Alors, la femme muette du tableau se fait impénitente bavarde sur scène, entame un dialogue avec celui qui la peint et qui lui demande souvent de garder la pose, un dialogue sans réponse, où le off ne serait pas retranscrit, surtout quand elle le fera enrager en disant tout le bien de son rival en portraits abrupts, George Grosz.

Pendant une heure, elle décrit la nuit berlinoise, celle qu'on a vu dans "Cabaret" de Bob Fosse avec ces chansons que l'on a entendu reprises dans des films de Fassbinder par Ingrid Caven.

Pendant une heure, elle évoque le pire, celui qu'on pressent dans "L'oeuf du serpent" de Bergman. Sur sa chaise, allumant des cigarettes qu'il/elle ne finit jamais, buvant une gorgée d'alcool, gloussant ou rotant, Sylvia-Luc réussit la prouesse de faire croire qu'il/elle est ici et ailleurs, sur scène et sur l'écran. Dans le cauchemar de Nosferatu et le kitsch de Lili Marlen.

Mais, sous la robe rouge à carreaux, il y a un habit noir. Un habit qui annonce les temps obscurs, celui d'avant le dévoilement final et il faut s'attendre alors à être saisi par l'excès du jeu de Luc Schiltz, redevenant soudain un Helmut Berger viril. Ultime stade sous le rimmel, il y a du sang. Un sang qui répète une fois encore que le plaisir n'est pas gai et que sous le masque il y aura bientôt le rictus du cauchemar.
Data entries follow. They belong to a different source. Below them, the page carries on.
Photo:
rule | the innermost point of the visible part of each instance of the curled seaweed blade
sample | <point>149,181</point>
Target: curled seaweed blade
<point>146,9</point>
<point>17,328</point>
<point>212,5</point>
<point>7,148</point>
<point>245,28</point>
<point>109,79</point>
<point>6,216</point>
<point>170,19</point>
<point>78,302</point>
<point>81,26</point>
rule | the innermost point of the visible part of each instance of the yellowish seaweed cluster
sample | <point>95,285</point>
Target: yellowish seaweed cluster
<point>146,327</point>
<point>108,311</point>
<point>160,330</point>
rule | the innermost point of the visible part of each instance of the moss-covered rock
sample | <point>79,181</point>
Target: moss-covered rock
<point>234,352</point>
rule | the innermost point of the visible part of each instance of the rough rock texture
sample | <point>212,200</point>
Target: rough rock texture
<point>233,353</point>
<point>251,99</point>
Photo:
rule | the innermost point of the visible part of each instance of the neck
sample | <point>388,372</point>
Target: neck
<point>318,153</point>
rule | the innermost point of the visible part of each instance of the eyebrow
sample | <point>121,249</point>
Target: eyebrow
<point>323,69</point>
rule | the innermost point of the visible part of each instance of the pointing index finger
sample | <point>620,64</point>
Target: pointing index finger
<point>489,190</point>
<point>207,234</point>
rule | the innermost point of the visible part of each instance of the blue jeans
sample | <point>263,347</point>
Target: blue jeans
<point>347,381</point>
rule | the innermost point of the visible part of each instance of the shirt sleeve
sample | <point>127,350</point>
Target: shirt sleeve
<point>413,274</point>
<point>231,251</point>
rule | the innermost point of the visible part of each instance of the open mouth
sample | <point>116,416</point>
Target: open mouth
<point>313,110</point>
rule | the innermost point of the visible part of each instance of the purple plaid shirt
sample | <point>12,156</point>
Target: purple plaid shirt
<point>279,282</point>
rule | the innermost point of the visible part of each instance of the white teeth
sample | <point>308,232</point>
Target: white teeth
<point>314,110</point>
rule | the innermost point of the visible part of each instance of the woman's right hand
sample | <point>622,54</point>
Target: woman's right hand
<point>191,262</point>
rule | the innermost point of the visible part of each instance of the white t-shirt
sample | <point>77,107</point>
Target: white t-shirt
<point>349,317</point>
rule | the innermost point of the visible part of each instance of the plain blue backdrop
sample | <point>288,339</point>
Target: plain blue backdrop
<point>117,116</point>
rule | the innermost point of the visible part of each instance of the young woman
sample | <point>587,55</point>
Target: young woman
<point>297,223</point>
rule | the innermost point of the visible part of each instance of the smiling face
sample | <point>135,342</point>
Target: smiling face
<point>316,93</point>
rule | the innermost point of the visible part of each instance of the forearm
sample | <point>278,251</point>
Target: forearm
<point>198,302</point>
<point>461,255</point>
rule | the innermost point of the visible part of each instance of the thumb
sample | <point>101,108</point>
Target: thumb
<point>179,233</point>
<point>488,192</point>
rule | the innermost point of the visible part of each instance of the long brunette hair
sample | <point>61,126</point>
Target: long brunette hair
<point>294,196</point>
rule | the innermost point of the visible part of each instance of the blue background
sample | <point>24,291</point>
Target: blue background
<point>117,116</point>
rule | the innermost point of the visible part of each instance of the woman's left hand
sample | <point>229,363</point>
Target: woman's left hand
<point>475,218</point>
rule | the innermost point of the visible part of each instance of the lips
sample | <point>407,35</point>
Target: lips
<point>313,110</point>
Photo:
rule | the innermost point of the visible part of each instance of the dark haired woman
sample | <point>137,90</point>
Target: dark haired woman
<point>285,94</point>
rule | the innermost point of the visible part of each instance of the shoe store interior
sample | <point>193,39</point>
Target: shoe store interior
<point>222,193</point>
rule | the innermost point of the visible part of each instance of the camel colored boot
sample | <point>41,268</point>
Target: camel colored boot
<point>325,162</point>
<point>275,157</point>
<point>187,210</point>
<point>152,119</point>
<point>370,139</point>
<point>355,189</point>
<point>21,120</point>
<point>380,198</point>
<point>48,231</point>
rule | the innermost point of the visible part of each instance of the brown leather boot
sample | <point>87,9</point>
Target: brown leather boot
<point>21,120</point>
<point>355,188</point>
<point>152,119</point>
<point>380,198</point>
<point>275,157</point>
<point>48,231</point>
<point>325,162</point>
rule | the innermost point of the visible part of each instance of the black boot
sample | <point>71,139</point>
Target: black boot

On n'oubliera pas la puissance et la variété du jeu de Luc Schiltz qui, comme tous les grands acteurs, s'impose aussitôt qu'il apparaît. Quant au texte dense de Stéphane Ghislain Roussel, il a l'efficacité et la subtilité de la fausse simplicité.

Seul minuscule reproche : annonçant dans le générique, qu'on entendra - et fort à propos - la chanson d'"India Song" de Marguerite Duras, chantée par Jeanne Moreau, il n'est pas fait mention de son compositeur, Carlos d'Alessio. Omission qu'il faut réparer : car le compositeur argentin, trop tôt disparu, aurait sans doute illustré à merveille le climat que sait créer Stéphane Ghislain Roussel.